Sadly Heather’s job has fallen through so she is returning to Australia in a week. Nothing has gone right for her since we arrived. A three month wait to get registered as a health professional with the Ministry of Health and then when she finally gets a job and they renege on her contract. Add to that a great deal of frustration with the immigration department.

There is an upside though. Due to Heather’s imminent departure we have packed in everything we haven’t got around to doing in the last six month. This has included climbing Kgale Hill, visting the Odi Weavers (where Heather bought a wall hanging that tells the story of village life) and going on a game drive and cheetah visit at the Mokolodi Game Reserve. We  are also making sure she has sampled the food at every restaurant in town!

The cheetah visit was pretty amazing and not to mention a little scary when they started fighting not 1metre from where I was standing in their enclosure. They were purring most of the time just like domestic cats but this didn’t make me feel any safer! I could see the headlines – ‘Cheetahs have Australians for dinner’.

Here’s the pics from Mokolodi.

View of Gaborone Dam from Mokolodi

According to our guide Benjamin, a group of giraffes is called a journey

One of many impala that we saw

A Kudu illustrating the art of releasing his bowels. Apparently they can jump as high as 12 feet (according to our guide Benjamin) and often cause quite a few deaths when they jump over car headlights and land in the windscreen.

Heather giving the cute little cheetah a pat.

The two cheetahs we saw were 12 years old which is quite old in cheetah terms. Life expectancy is about 14 years.

They were pretty cute – in a scary I-could-kill-you-in-a-second kind of way.





she sells sea shells by the sea shore…

2 01 2010

We had a fantastic holiday over the Christmas/New Year break to Namibia.

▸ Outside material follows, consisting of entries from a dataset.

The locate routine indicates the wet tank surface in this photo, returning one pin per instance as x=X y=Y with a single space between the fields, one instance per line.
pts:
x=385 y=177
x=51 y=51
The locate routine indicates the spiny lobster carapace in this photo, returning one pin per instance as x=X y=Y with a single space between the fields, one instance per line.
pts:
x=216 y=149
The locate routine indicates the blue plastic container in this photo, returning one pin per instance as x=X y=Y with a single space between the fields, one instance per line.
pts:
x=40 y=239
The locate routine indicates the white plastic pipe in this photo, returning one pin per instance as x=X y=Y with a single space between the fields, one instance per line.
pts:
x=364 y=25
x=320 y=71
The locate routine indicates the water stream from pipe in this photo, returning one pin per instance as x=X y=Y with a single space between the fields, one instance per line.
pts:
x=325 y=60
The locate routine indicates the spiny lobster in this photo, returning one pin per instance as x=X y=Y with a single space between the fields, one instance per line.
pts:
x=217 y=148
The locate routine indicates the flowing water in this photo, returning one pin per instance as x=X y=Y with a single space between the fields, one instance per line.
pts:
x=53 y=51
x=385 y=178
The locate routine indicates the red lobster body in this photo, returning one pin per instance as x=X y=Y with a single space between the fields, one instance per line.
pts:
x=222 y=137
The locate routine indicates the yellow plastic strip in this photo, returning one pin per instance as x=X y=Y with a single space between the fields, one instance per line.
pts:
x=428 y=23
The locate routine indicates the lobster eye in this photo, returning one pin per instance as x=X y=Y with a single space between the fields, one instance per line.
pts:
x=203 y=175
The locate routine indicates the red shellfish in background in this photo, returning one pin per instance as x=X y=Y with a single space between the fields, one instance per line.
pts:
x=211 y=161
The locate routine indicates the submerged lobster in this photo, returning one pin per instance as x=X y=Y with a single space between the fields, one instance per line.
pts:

We stayed our first night of the trip in Ghanzi which is close to the Botswana border with Namibia. It was about a 6 hour drive from Gaborone. There is not much to see at Ghanzi. It really is just a halfway point if you are travelling up to Maun or across to Windhoek in Namibia. They say that the unpublished unemployment rate in Bots is about 40% but I reckon from what I saw in Ghanzi it was about 80%! To be fair I guess it was the holidays. We stayed in a rondavel (traditional style circular hut) for the night at the Kalahari Arms Hotel.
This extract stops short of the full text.